The site where Agnes Magnusdottir and Fridrik Sigurdsson were beheaded in 1830

The site where Agnes Magnusdottir and Fridrik Sigurdsson were beheaded in 1830

Executed Today writes that Magnusdottir had been Ketilsson’s housekeeper and his lover.  Ketilsson, however, had a wandering eye and was known as a womanizer. He had turned his attention to his second maid, 16-year-old Sigridur Gudmundsdottir, something the young Fridrik Sigurdsson, who also had eyes for Sigridur, did not approve of. It is this perceived love triangle that is widely believed to have been the cause of the events on that March night in 1828.

Agnes Magnusdottir was believed to have been the mastermind behind the ghastly plan to murder and rob her employer and his guest, persuading Sigurdsson to work with her. This double murder was shocking enough for the Icelandic people, but for it to have been orchestrated by a young woman sent shockwaves across the Island.

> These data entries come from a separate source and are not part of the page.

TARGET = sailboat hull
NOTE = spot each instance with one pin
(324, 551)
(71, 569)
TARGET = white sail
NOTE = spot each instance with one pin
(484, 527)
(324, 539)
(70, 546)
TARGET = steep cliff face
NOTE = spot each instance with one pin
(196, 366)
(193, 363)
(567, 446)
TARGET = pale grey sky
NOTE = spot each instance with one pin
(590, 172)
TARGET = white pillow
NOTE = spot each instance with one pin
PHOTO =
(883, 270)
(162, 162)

Illugastaðir in North Iceland where Natan Ketilsson and Petur Jonsson were murdered

Illugastaðir in North Iceland where Natan Ketilsson and Petur Jonsson were murdered

Agnes Magnusdottir and Fridrik Sigurdsson were both charged with double murder and sentenced to death. Sigridur Gudmundsdottir, also implicated in the crime, after originally being sentenced to death, had her sentence changed to the equivalent of life in prison.

Australian Hannah Kent, the author of the international best-selling book “Burial Rites”, a fictional recreation of the true story of this crime that has won multiple awards including The Indie Awards Debut Fiction of the Year 2014 and The ABIA Literary Fiction Book of the Year 2014, highlighted how “she was so often represented as nothing but a monster,” when discussing her research into Agnes Magnusdottir. “There was never any mention of the reasons why she might have ended up in this tragic situation,” she said in an interview with The Bookseller. “It’s that old dichotomy of women either being angels or monsters.”

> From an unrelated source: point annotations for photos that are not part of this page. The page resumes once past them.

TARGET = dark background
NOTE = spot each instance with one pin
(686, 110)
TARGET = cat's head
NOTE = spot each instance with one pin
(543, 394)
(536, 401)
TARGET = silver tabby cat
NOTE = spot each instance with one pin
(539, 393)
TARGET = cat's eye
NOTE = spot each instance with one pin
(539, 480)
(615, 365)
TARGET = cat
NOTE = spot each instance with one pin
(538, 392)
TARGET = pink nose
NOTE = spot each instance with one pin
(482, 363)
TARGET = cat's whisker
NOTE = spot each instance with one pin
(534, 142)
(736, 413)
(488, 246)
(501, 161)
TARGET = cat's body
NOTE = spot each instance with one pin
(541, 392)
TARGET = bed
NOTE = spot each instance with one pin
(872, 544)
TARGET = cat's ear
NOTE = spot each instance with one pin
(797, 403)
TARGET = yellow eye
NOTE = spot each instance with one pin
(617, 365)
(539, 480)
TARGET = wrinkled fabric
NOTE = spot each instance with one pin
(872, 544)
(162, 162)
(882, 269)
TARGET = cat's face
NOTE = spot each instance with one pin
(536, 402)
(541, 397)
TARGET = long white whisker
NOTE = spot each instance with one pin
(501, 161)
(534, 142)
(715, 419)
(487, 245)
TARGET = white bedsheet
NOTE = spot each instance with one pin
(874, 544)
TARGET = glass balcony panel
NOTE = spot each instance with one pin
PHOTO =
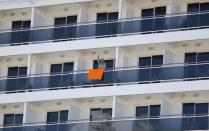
(5, 38)
(144, 75)
(132, 26)
(55, 81)
(124, 76)
(144, 25)
(38, 35)
(195, 123)
(71, 32)
(160, 24)
(87, 30)
(67, 80)
(147, 25)
(203, 70)
(204, 19)
(156, 124)
(53, 127)
(11, 84)
(60, 33)
(193, 20)
(101, 29)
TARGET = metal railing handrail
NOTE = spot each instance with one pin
(105, 120)
(108, 70)
(105, 22)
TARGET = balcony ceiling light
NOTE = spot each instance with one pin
(198, 44)
(8, 60)
(16, 106)
(4, 107)
(151, 48)
(97, 6)
(148, 97)
(20, 59)
(24, 13)
(185, 45)
(153, 0)
(62, 55)
(12, 14)
(103, 100)
(66, 9)
(59, 103)
(196, 94)
(109, 5)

“No one cared about the motivations behind the murders – that wouldn’t happen in a modern court.”

Almost 100 years after the executions of Agnes Magnusdottir and Fridrik Sigurdsson, the death penalty was abolished in Iceland. The story of Agnes Magnusdottir and this double murder has become legendary through the publication of numerous books and documentaries all featuring the callous acts carried out by an ‘evil’ 33-year-old woman many considered to simply be a ‘monster’. Hannah Kent’s book focuses on the life of Magnusdottir, especially during the period before she was executed. Iceland, at that time, had no prisons and rather than send her off the island to Denmark or Norway she was sent to an isolated farmhouse with the farm owners keeping watch over her.

In early September 2017, a mock courtroom was created in the community centre in Hvammstangi, a village, the IB Times reports, near where the two men were murdered. Here, using original documents from the case investigation in 1828, the case was retried with the aim of uncovering the motive of Magnusdottir and her accomplices. Suggestions that Magnusdottir and the other young maid Sigridur Gudmundsdottir may have been abused by Ketilsson have been considered with the underlying thoughts that this abuse may have prompted two desperate young women to kill.

International best-seller “Burial Rites" by Hannah Kent

International best-seller “Burial Rites” by Hannah Kent.

Kent writes that the mock retrial was arranged by the Icelandic Legal Society using modern laws and applying modern-day procedures to the case. The outcome, determined by a three-judge panel, was a sentence of 14 years in prison for Agnes Magnusdottir and not the death penalty.

This month it was revealed by Variety that Kent’s book will be made into a feature film with Jennifer Lawrence starring as Agnes Magnusdottir. A historic Icelandic double murder which has stayed with the people of Iceland and captured the curiosity of people all over the world will be brought to life on the big screen. Agnes Magnusdottir was beheaded two years after being charged with murder, becoming the last woman to ever be executed in Iceland. Her story and her crime have lived on and it is one Icelanders will never forget.